From the AURA index Region

Yabuki, Fukushima

municipality

image · pastoral × balanced (proxy)
Fukushima / Yabuki
A reading of this place

The station at Yabuki opened in the late nineteenth century, and the building that stands there now has won a design award — spare, considered, not trying too hard. From the platform, the land opens almost immediately into fields, the Abukuma River basin flattening out in every direction, agriculture pressing right up to the edge of town.

Yabuki's shape comes from several different pasts layered without much ceremony. The Ōshū Kaidō once passed through here, where it forked toward Tanagura — a junction town, a place where travelers paused and moved on. The Ishikawa-Yabuki clan held this land for roughly five centuries. Then came the postwar clearance of Yabukigahara, when settlers broke open the plain and turned it into one of the country's notable postwar reclamation zones. The cultural center that stands on the old airfield site — the one bombed in the final stretch of the Pacific War — carries that weight quietly in its location, if not in its architecture.

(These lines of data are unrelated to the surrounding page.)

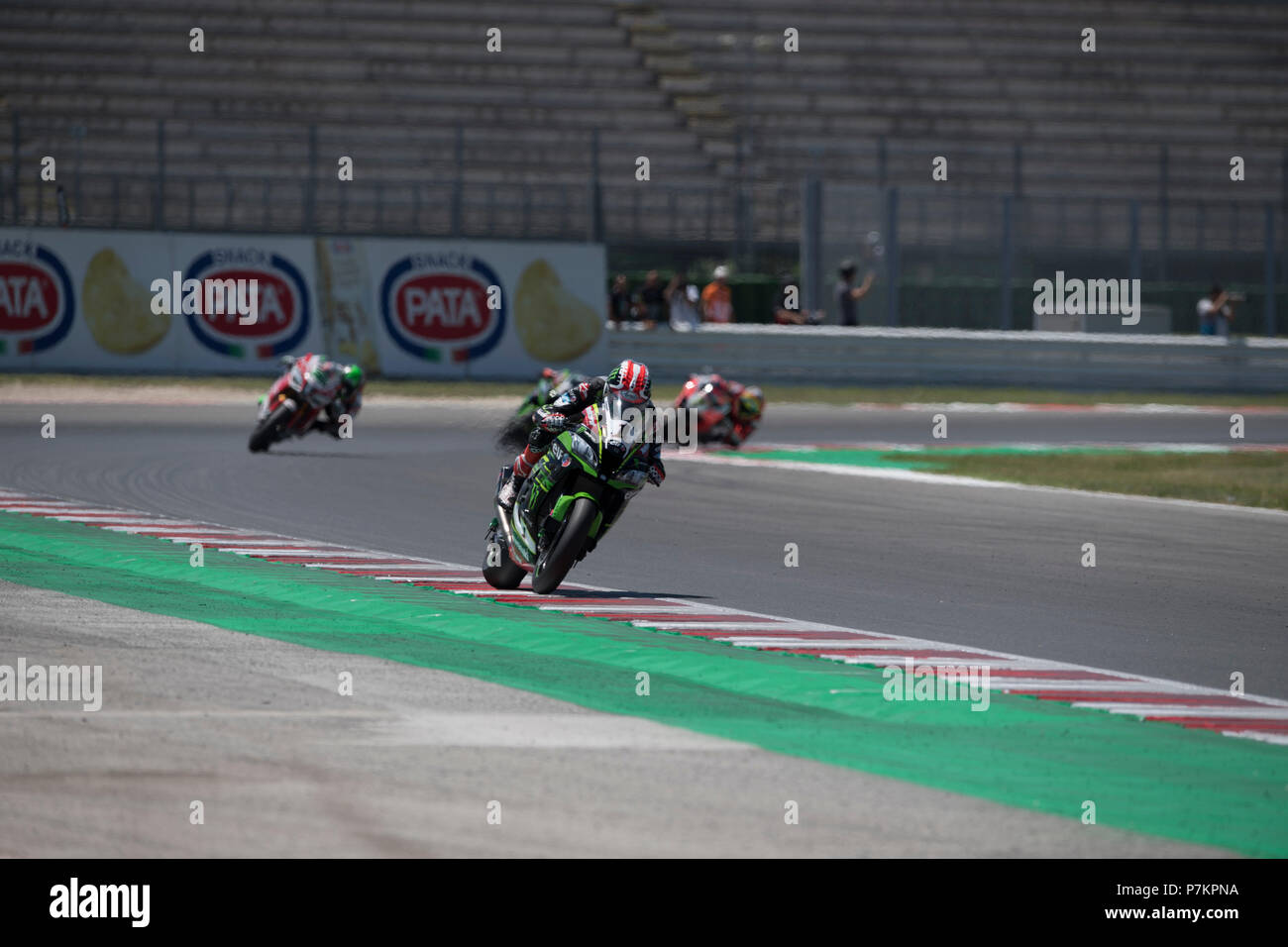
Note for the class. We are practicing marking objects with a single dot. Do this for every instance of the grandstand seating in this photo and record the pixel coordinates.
(447, 136)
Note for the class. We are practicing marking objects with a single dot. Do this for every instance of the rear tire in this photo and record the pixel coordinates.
(266, 432)
(506, 575)
(553, 565)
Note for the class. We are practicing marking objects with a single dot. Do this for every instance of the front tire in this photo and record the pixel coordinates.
(553, 565)
(267, 431)
(506, 575)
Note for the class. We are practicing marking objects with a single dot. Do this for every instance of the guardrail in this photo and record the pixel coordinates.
(949, 356)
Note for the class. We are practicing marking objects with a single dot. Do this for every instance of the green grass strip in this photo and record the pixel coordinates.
(1039, 755)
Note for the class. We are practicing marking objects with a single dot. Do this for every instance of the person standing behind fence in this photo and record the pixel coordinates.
(848, 295)
(683, 299)
(717, 298)
(652, 300)
(1216, 313)
(619, 308)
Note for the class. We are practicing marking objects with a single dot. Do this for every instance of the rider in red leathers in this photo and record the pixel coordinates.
(729, 412)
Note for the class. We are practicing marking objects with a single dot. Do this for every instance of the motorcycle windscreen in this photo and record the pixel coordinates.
(623, 420)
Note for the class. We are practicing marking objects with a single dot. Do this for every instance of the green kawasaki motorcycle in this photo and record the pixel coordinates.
(574, 495)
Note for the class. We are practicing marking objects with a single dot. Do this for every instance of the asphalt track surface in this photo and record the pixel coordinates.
(1180, 591)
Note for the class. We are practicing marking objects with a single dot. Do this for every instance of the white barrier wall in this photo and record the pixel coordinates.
(82, 300)
(809, 355)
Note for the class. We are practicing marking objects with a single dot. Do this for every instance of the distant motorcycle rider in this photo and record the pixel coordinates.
(630, 377)
(346, 381)
(348, 401)
(746, 403)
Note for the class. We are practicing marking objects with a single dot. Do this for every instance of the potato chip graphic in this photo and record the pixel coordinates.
(554, 325)
(119, 309)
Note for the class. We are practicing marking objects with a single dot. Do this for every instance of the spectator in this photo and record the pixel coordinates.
(1216, 312)
(683, 299)
(652, 296)
(716, 298)
(619, 308)
(848, 295)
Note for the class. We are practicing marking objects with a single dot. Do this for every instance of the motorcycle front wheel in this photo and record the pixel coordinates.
(266, 432)
(553, 564)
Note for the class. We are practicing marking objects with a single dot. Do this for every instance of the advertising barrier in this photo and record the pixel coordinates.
(153, 303)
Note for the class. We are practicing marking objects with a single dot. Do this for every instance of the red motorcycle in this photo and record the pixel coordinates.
(294, 402)
(726, 411)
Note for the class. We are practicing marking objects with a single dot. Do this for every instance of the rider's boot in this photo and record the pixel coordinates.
(509, 491)
(522, 468)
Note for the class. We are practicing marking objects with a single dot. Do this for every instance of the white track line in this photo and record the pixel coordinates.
(874, 648)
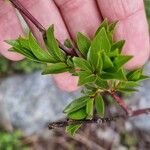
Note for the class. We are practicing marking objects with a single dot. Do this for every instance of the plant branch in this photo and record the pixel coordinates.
(99, 121)
(26, 13)
(75, 122)
(121, 103)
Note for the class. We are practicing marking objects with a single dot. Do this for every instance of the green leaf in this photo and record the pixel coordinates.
(78, 115)
(134, 75)
(89, 108)
(72, 129)
(127, 90)
(86, 77)
(13, 43)
(82, 64)
(24, 52)
(101, 83)
(127, 84)
(104, 24)
(114, 53)
(119, 75)
(121, 60)
(107, 63)
(99, 43)
(38, 51)
(100, 106)
(112, 26)
(143, 77)
(56, 68)
(118, 45)
(76, 104)
(24, 43)
(69, 61)
(68, 43)
(53, 46)
(83, 43)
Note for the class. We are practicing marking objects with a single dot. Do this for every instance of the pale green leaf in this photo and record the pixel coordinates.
(78, 115)
(56, 68)
(89, 108)
(86, 77)
(104, 24)
(76, 104)
(72, 129)
(38, 51)
(52, 45)
(118, 45)
(82, 64)
(100, 106)
(121, 60)
(99, 43)
(107, 63)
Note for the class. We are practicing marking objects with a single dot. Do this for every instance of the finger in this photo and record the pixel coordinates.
(132, 27)
(10, 28)
(47, 13)
(79, 15)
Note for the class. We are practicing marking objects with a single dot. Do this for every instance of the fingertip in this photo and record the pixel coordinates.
(66, 82)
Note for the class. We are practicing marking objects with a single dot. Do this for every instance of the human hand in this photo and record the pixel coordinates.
(84, 16)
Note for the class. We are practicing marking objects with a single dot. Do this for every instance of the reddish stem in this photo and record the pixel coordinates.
(140, 112)
(121, 103)
(26, 13)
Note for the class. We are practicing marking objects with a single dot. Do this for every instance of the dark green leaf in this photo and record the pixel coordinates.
(38, 51)
(83, 43)
(114, 53)
(118, 45)
(127, 84)
(101, 83)
(76, 104)
(89, 108)
(82, 64)
(104, 24)
(143, 77)
(107, 63)
(68, 43)
(119, 75)
(56, 68)
(24, 43)
(127, 90)
(72, 129)
(121, 60)
(100, 106)
(53, 46)
(86, 77)
(78, 115)
(112, 26)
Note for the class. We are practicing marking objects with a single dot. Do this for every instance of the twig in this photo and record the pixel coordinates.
(97, 120)
(121, 103)
(26, 13)
(59, 124)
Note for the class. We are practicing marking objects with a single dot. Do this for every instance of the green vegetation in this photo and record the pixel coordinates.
(12, 141)
(25, 66)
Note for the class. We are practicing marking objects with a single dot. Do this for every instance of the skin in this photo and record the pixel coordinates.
(71, 16)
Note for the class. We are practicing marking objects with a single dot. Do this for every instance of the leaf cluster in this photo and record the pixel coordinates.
(99, 67)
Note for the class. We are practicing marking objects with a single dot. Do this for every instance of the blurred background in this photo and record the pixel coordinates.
(29, 101)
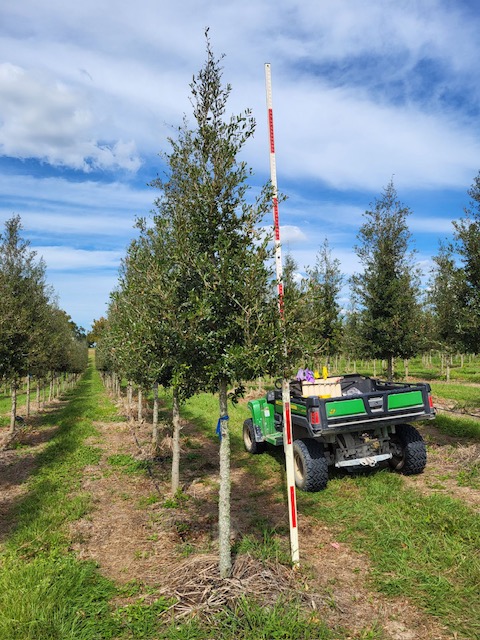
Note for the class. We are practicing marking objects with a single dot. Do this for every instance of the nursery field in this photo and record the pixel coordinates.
(93, 545)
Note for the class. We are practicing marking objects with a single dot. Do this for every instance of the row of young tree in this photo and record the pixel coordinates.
(391, 315)
(38, 341)
(196, 308)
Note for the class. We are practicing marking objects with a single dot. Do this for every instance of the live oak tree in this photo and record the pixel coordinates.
(24, 295)
(467, 245)
(220, 254)
(446, 302)
(323, 284)
(387, 290)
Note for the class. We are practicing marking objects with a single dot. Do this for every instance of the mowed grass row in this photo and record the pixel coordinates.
(422, 547)
(47, 593)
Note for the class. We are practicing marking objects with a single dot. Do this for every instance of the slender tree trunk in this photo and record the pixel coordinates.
(155, 433)
(225, 552)
(130, 399)
(139, 398)
(27, 407)
(13, 413)
(177, 427)
(390, 367)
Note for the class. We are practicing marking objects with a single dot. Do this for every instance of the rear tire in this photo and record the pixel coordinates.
(311, 467)
(412, 459)
(251, 445)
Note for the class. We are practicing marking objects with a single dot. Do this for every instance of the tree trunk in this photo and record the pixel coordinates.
(139, 416)
(130, 399)
(225, 552)
(177, 427)
(390, 367)
(13, 414)
(27, 406)
(155, 433)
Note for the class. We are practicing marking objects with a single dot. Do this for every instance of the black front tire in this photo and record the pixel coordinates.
(311, 467)
(249, 441)
(411, 456)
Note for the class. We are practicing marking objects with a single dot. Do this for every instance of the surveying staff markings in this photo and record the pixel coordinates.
(287, 416)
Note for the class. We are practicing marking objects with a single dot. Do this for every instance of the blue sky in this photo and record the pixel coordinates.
(363, 91)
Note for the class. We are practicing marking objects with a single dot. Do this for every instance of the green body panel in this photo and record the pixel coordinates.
(262, 415)
(402, 400)
(274, 438)
(345, 408)
(299, 409)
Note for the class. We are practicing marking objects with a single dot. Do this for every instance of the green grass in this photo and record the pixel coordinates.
(127, 463)
(458, 426)
(421, 547)
(465, 396)
(47, 593)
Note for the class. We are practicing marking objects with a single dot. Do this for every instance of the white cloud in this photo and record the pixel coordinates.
(49, 121)
(84, 296)
(64, 258)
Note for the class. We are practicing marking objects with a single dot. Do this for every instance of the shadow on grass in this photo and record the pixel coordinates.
(51, 472)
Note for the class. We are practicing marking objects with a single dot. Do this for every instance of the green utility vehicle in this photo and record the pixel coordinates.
(361, 423)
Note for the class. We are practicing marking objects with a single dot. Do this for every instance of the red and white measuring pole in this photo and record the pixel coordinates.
(287, 415)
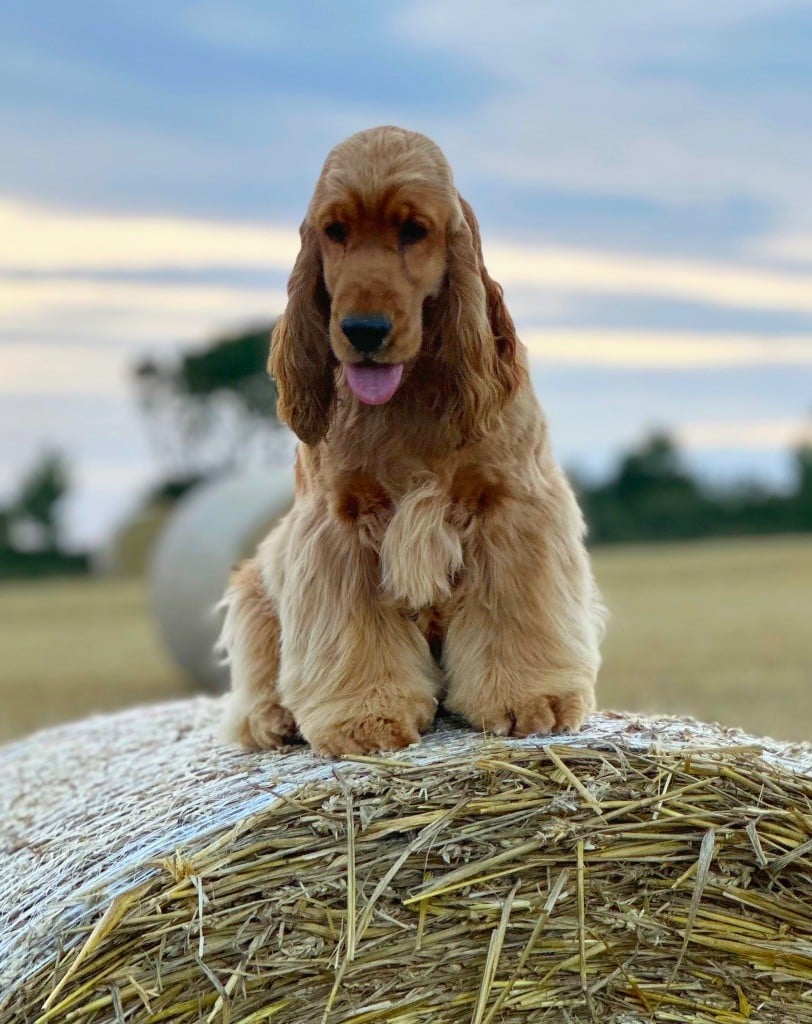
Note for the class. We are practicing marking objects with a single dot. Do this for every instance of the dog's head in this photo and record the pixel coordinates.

What grows here now includes Ōga lotus, a variety cultivated at Ayuri Park, where the large pond draws walkers from inside and outside the town. The Ayuri Onsen nearby offers an alkaline simple spring alongside a heated pool — practical, unhurried, serving the people who live here as much as anyone passing through. The thirty-three cliff Buddhas at Takihachiman and the scattered burial mounds across the fields — Oniana, Kōbōzan, others — sit in the landscape without signage demanding attention. You find them, or you don't.